In 1996, Congress enacted the Food Quality Protection Act (FQPA)[3] which amended the Federal Insecticide, Fungicide, and Rodenticide Act (FIFRA)[4] and the Federal Food, Drug, and Cosmetic Act (FFDCA).[5] The FQPA revamped FIFRA and FFDCA to change the way in which pesticide chemical tolerances were evaluated.[6] The amendment required reassessments of all existing pesticide tolerances and then to reassess registered pesticides every fifteen years.[7] After extensive research, the EPA released several risk assessment memos concluding that chlorpyrifos was dangerous to human health and that restrictions are required to protect the public safety.[8] Subsequently, the EPA banned the majority of household chlorpyrifos products and set limitations on aerial spray areas.[9]

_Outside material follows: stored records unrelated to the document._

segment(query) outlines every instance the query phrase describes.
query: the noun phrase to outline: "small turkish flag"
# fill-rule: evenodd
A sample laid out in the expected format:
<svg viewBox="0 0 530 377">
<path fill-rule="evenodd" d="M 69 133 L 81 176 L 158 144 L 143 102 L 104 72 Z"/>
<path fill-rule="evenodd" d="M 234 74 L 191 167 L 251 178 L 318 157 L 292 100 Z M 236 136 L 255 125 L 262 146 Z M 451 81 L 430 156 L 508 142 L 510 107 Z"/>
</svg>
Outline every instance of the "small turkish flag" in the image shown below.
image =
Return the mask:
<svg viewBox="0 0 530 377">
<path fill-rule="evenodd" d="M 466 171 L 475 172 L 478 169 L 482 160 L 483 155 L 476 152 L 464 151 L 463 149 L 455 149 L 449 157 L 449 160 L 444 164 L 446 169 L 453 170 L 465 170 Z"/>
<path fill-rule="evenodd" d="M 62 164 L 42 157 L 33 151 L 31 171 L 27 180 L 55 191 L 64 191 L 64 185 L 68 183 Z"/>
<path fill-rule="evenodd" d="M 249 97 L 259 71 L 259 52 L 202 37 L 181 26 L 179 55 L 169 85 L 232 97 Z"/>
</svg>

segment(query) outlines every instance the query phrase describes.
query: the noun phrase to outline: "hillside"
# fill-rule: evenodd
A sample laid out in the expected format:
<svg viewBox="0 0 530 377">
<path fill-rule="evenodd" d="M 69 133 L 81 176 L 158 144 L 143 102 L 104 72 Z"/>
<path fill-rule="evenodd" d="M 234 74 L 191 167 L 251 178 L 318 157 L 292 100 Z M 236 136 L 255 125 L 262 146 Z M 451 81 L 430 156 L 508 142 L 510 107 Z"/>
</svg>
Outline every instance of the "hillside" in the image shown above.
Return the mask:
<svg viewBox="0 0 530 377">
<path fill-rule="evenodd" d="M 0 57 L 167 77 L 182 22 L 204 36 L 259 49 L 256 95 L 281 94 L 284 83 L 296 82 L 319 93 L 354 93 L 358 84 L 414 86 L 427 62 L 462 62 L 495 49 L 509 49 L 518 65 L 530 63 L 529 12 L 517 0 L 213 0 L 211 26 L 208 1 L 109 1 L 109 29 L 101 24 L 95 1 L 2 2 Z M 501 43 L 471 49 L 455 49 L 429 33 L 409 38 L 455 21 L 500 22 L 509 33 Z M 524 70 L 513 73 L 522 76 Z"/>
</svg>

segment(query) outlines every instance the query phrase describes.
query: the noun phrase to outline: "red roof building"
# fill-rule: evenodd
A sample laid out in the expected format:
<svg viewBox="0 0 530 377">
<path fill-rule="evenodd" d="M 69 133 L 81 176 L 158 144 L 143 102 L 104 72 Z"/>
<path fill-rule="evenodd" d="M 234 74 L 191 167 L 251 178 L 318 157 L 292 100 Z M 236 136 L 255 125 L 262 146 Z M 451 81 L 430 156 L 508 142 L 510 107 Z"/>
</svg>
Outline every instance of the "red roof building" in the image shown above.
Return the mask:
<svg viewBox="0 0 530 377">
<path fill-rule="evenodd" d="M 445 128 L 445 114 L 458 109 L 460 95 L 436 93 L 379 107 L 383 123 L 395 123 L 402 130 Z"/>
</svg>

However, wanting more, environmental groups have petitioned for the EPA eliminate all chlorpyrifos tolerances to adequately protect the public health.[10] EPA responded to the petition with an Initial Denial Order to keep the chlorpyrifos tolerances at the current levels.[11] The environmental groups sought judicial review of EPA’s order with the Ninth Circuit Court of Appeals.[12] As a result, the Ninth Circuit ordered EPA to revoke all chlorpyrifos tolerances  and cancel all registrations of chlorpyrifos;[13] however, the EPA refused to do so.[14] On September 12, 2018, the EPA filed a petition for an en bancand panel rehearing to contend that the Ninth Circuit does not have jurisdiction to review an Initial Denial Order and to order the EPA to revoke all chlorpyrifos tolerances.[15] On February 6, 2019, the Ninth Circuit granted EPA’s petition and ordered the case be reheard en banc, effectively overruling its order to EPA to ban chlorpyrifos.[16]

This Note will observe whether the en bancrehearing will find that the Ninth Circuit has jurisdiction under FFDCA and FIFRA to review an Initial Denial Order and to order the EPA to revoke all chlorpyrifos tolerances. Part I will discuss how the court has the authority to review Initial Denial Order under FFDCA. Part II will discuss how the court is allowed to direct EPA to take specific actions. Last, Part III will discuss how the court previously did not perform a thorough FIFRA analysis and erroneously ordered EPA to cancel the registration of all chlorpyrifos products.

[1]Chlorpyrifos Technical Fact Sheet, Nat’l Pesticide Info. Ctr., (last visited Sept. 27, 2018).

[2]Memorandum from Debra Edwards, Director of the Special Review and Reregistration Division of the Office of Pesticide Programs, to Jim Jones, Director of the Office of Pesticide Programs 3 (July 31, 2006) [hereinafter Edwards Memo].

[3]110 Stat. 1489 (1996).

[4]7 U.S.C. §§ 136–136y.

[5]21 U.S.C. §§ 301–394.

[6]110 Stat. 1489 (1996).

[7]Id.; 7 U.S.C. § 136a(g).

[8]Bueschen, An Agreement Between EPA and Pesticide Manufacturers to Mitigate the Risks of Chlorpyrifos, 31 ELR 10452, 10453 (2001).

[9]Edwards Memo, supra note 2, at xii, 3; see generally Memorandum from Danette Drew et. al, Health Effects Division, to Tom Myers, Pesticide Re-evaluation Division (December 9, 2014) [hereinafter Drew Memo].

[10]Petition to Revoke All Pesticide Tolerances and Cancel All Registrations for the Pesticide Chlorpyrifos 1 (Sept. 12, 2007).

[11]Order Denying PANNA and NRDC’s Petition To Revoke Tolerances, 82 Fed. Reg. 16,581 (Apr. 5 2017) [hereinafter Denial Order].

[12]League of United Latin American Citizens v. Wheeler, 899 F.3d 814, 820 (9th Cir. 2018).

[13]Id. at 829.

[14]80 Fed. Reg. 69080 (Nov. 6, 2015); 82 Fed. Reg. 16,581 (Apr. 5, 2017).

[15] Petition for En Banc and Panel Rehearing 1 (September 24, 2018)

[16]League of United Latin American Citizens v. Wheeler, 914 F.3d 1189 (9th Cir. 2019).